A propósito de “La colombiana”…
La Televisión Nacional de Chile ha puesto en pantalla una nueva teleserie de producción propia en la que aborda el complejo tema de la inmigración en Chile. Tratándolo con honestidad y respeto, devela las variadas actitudes conque la comunidad recibe a las personas que llegan desde otros países, en número creciente, buscando con angustia un lugar en el mundo en que puedan desarrollar sus vidas personales y familiares dentro de un clima de paz y de una cierta estabilidad económica mínima.
Se reconoce y aplaude el esfuerzo que se enmarca en lo que se espera de una televisión pública y que permite, por algunas horas, olvidar la mediocridad de sus prolongados informativos claramente corrompidos por la búsqueda patológica del rating y que en nada la diferencian de los canales comerciales privados.
Parafraseando un conocido pensamiento de Fiodr Dostoievsky relativo a los reclusos, es válido afirmar hoy que “el grado de civilización de una sociedad se mide por la forma en que trata a sus inmigrantes”.
El fenómeno (no el “problema”) de la inmigración, que alcanza niveles planetarios, amerita un análisis serio y maduro.
Para un país, cuyas elites y una gran mayoría de su población hacen gala de participar de valores cristianos, el punto de partida de toda reflexión sobre la materia radica en afirmar que los inmigrantes son seres humanos que se han visto obligados a abandonar sus naciones de origen empujados por razones de necesidad económica, de temor e inseguridad física originados por la violencia social y estructural imperante en sus países, de carencia de horizontes y perspectivas de vida. El migrante, en la mayor parte de los casos, lo arriesga todo dejando atrás su familia, su mundo y su entorno con la ilusión de poder construir una realidad un poco mejor.

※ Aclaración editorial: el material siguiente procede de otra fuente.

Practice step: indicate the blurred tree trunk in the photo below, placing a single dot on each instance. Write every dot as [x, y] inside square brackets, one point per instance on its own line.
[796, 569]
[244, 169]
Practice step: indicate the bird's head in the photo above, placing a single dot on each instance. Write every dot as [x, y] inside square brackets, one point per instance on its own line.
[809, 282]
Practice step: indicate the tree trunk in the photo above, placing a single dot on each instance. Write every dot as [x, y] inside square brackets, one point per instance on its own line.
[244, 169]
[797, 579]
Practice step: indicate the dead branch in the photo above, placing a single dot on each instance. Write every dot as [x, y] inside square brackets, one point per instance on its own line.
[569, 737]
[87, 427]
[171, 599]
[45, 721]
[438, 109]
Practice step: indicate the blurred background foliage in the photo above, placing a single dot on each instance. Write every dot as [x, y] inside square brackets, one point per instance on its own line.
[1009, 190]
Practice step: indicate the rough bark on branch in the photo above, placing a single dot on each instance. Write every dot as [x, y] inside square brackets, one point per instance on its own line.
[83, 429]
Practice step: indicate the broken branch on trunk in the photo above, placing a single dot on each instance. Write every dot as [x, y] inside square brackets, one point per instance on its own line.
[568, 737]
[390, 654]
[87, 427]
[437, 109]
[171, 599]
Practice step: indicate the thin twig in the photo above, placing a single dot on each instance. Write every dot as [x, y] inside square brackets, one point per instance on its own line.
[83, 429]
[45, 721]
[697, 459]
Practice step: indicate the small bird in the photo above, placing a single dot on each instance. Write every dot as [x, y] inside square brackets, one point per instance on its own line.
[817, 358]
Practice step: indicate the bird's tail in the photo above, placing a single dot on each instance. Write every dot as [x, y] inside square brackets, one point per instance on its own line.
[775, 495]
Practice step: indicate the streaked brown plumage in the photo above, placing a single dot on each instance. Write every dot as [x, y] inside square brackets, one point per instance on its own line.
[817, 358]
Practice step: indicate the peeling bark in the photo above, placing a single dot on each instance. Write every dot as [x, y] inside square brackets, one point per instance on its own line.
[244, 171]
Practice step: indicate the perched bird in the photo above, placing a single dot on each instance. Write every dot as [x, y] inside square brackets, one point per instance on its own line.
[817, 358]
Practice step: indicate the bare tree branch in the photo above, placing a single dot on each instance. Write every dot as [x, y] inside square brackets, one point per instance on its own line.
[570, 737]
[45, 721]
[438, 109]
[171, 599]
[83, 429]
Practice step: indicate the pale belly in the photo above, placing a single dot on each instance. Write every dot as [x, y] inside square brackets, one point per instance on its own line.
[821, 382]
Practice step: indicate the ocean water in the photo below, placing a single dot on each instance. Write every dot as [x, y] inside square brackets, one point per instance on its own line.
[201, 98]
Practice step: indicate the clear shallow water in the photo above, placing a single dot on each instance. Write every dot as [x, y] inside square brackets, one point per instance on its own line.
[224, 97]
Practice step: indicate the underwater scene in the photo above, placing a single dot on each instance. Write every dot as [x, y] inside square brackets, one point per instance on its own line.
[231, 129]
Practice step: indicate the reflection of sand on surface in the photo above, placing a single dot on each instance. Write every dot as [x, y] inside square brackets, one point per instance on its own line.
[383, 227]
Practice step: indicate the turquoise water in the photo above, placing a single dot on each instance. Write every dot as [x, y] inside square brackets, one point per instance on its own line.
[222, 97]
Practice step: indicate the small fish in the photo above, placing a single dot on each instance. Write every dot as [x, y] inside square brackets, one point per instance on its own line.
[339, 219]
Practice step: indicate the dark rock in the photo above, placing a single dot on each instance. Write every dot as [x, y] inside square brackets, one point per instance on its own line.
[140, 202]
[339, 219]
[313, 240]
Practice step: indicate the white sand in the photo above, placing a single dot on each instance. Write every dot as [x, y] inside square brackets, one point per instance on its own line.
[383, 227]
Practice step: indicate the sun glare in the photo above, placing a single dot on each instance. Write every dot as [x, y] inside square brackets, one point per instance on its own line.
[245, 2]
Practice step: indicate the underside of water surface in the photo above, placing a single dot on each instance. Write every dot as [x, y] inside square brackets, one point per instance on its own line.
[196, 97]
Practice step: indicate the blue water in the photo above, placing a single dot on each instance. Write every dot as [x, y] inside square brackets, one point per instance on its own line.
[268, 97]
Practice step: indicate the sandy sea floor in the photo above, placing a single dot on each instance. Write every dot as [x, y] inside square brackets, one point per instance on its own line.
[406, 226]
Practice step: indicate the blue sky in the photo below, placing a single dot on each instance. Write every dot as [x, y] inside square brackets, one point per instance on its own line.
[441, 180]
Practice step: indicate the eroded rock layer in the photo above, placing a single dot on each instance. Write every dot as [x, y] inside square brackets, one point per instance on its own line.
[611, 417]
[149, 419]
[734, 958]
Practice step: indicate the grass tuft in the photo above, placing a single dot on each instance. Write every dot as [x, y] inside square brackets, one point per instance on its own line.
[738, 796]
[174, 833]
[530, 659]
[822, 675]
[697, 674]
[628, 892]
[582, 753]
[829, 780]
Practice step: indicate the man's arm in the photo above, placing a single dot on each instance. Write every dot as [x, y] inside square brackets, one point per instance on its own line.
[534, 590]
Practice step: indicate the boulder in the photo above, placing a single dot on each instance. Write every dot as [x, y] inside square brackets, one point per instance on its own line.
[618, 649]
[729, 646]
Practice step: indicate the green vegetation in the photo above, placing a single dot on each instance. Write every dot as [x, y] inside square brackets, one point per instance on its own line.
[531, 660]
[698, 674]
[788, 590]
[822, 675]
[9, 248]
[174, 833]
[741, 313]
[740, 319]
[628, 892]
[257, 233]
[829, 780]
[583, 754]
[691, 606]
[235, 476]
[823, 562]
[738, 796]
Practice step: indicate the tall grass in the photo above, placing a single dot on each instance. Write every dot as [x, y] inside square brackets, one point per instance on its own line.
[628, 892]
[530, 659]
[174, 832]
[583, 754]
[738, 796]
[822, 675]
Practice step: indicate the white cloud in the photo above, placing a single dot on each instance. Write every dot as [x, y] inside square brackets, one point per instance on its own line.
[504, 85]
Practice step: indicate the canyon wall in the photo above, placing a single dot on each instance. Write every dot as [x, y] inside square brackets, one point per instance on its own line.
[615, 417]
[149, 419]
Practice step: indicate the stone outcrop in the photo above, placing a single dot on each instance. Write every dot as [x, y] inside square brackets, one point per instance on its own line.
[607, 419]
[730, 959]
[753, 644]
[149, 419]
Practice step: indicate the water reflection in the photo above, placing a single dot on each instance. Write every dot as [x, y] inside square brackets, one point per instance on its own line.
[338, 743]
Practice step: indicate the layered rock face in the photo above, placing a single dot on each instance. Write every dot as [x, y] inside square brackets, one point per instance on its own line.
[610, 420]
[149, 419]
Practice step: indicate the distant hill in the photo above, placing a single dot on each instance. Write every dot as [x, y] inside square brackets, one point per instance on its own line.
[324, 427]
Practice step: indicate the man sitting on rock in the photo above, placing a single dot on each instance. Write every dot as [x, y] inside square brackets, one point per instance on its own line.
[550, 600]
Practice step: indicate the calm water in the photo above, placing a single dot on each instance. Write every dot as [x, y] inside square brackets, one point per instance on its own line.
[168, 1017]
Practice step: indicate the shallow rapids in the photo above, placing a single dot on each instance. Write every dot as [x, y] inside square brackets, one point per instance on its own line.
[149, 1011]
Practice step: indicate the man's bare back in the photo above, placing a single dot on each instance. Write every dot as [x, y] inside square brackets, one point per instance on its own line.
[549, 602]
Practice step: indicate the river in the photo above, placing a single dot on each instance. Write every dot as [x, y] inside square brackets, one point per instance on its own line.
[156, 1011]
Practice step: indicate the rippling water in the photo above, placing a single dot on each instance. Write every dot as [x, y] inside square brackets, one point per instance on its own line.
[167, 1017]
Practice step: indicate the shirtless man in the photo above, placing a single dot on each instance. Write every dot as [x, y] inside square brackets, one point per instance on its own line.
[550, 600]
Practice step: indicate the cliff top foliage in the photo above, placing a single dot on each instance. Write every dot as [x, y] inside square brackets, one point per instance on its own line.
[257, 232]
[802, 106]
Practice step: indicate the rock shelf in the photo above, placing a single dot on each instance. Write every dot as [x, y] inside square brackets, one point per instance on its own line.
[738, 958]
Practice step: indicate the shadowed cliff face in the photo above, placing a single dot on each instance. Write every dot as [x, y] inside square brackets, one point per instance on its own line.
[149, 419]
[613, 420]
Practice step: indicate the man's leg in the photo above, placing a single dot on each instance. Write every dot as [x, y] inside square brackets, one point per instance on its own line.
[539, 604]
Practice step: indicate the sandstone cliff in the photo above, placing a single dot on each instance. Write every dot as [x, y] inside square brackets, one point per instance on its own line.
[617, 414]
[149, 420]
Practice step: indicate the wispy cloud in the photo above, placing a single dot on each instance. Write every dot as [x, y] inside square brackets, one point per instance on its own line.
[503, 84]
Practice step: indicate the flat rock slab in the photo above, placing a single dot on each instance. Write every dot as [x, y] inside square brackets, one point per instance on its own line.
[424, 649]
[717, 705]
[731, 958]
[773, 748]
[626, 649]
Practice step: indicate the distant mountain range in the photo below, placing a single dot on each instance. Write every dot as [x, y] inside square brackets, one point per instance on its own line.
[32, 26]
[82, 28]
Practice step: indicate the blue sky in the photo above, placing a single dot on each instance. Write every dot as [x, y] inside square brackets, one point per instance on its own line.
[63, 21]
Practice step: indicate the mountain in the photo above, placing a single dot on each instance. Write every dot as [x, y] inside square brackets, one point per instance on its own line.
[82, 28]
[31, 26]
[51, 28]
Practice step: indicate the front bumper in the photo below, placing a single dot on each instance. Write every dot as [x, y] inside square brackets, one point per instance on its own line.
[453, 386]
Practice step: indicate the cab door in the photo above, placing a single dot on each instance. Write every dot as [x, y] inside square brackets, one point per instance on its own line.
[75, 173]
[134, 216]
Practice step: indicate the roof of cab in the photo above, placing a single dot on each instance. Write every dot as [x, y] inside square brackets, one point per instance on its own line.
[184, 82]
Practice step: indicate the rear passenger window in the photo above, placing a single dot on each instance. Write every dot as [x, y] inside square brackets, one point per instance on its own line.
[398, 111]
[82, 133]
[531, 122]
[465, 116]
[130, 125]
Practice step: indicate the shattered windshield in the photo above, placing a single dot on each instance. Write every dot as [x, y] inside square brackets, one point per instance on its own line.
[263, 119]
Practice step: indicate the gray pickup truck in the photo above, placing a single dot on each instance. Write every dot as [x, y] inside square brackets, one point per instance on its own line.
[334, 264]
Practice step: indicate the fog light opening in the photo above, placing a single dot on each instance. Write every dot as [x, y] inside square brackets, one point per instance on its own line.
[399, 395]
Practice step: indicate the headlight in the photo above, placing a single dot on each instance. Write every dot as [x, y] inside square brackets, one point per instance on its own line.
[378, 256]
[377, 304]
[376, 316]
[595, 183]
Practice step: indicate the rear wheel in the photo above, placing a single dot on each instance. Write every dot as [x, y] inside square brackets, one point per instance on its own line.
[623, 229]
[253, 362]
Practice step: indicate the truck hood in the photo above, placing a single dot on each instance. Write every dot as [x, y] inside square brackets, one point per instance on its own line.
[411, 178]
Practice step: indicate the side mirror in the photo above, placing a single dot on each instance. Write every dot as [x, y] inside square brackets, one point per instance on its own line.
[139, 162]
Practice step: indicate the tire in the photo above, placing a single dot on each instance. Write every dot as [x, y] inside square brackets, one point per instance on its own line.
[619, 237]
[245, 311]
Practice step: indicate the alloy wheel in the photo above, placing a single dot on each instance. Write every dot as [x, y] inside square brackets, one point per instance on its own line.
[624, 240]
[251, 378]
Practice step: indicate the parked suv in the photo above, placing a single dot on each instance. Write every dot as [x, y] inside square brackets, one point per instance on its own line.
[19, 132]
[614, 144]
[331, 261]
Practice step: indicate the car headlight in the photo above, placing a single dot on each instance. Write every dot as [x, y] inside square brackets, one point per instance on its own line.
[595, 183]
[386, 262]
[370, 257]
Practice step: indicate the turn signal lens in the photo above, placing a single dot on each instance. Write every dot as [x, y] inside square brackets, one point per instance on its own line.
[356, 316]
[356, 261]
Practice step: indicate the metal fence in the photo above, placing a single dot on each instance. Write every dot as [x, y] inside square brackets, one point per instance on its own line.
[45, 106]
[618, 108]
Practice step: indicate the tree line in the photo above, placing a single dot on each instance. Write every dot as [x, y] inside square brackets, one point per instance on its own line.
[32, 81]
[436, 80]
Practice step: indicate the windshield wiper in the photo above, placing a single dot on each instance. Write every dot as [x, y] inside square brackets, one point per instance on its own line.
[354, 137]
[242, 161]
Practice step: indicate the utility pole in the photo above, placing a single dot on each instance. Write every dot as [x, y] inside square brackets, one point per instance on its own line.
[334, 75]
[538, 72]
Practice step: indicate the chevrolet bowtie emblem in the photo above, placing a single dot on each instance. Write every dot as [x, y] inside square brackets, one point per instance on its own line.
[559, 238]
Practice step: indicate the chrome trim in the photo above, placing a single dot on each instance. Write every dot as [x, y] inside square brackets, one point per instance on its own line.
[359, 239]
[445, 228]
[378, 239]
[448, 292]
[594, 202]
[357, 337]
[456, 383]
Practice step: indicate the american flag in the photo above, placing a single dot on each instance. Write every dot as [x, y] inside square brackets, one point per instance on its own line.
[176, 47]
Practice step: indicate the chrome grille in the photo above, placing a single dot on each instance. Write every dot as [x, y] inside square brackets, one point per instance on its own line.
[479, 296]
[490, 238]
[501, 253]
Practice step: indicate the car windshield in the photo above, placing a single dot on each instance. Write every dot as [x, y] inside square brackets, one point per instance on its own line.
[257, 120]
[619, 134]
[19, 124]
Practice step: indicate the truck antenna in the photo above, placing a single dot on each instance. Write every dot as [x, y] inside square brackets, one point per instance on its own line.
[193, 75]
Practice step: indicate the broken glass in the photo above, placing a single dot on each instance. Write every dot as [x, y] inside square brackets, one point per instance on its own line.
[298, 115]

Y ¿qué esperan estas personas? Simplemente ser recibidas personal y laboralmente, ser tratadas con un mínimo de dignidad y respeto, ser acogidas, integradas, no discriminadas.
Este fenómeno social, sin embargo, es visto desde prismas bastante alimentados por prejuicios y falsedades.
Uno de ellos, es el relativo al volumen y que se refleja en la despectiva e hiriente frase de “nos estamos llenando de chinos y de negros”. Las cifras precisan la realidad. Mientras en los países desarrollados los números alcanzan a un 11,3% y el promedio mundial se anota en torno a un 3,1%, en Chile el porcentaje efectivo es de 2,7%.
Otra frase reiterada, es aquella insolente afirmación de que la mayor parte de los inmigrantes está constituida por prostitutas y delincuentes, idea que no tiene sustentación en la realidad toda vez que sus porcentajes no difieren sustantivamente en comparación con la población ya radicada.
Se habla, asimismo, de que los inmigrantes vienen a privar a los chilenos de sus fuentes laborales, en circunstancias que muchos asumen trabajos que los nacionales se niegan a desarrollar (aseo, servicios domésticos, recolección de frutos…) en tanto que otros, a nivel profesional, buscan prestar servicios en áreas por las que los egresados de las universidades “cota 1000” no se interesarán jamás (salud pública).
En el fondo, tras estas ideas se oculta una vergonzante sarta de prejuicios de clase y de racismo discriminatorios inaceptables, que se muestra en la sonrisa acogedora y sumisa con que se recibe al rubio indoeuropeo y las muestras de rechazo hacia los demás.
Los sucesivos gobiernos tienen, en este terreno, una tarea pendiente. No es posible que luego de cuarenta años de vigencia de las normas sobre extranjería, ni siquiera haya un atisbo de modernización que ponga fin a las incertidumbres que afectan a estas comunidades. Específicamente, el actual gobierno debe ser apuntado con el dedo por su actitud negligente que se observa a diario en Santiago y en la mayor parte de las regiones y que nos hace observar a centenares de personas, incluso niños, pernoctando en las calles toda la noche, para acceder a un número que les permita comunicarse con un funcionario que les informe acerca de su situación y sus trámites de regularización. Claramente, no es un problema de falta de recursos sino un problema de falta de voluntad.
Lo peligroso es que está realidad constituye el campo abonado para que ciertos demagogos, movidos por deleznables apetitos electorales y populistas, en vez de optar por el camino responsable de la educación de la población con el fin de integrar y acoger, siembren la cizaña del odio, en un camino de no retorno.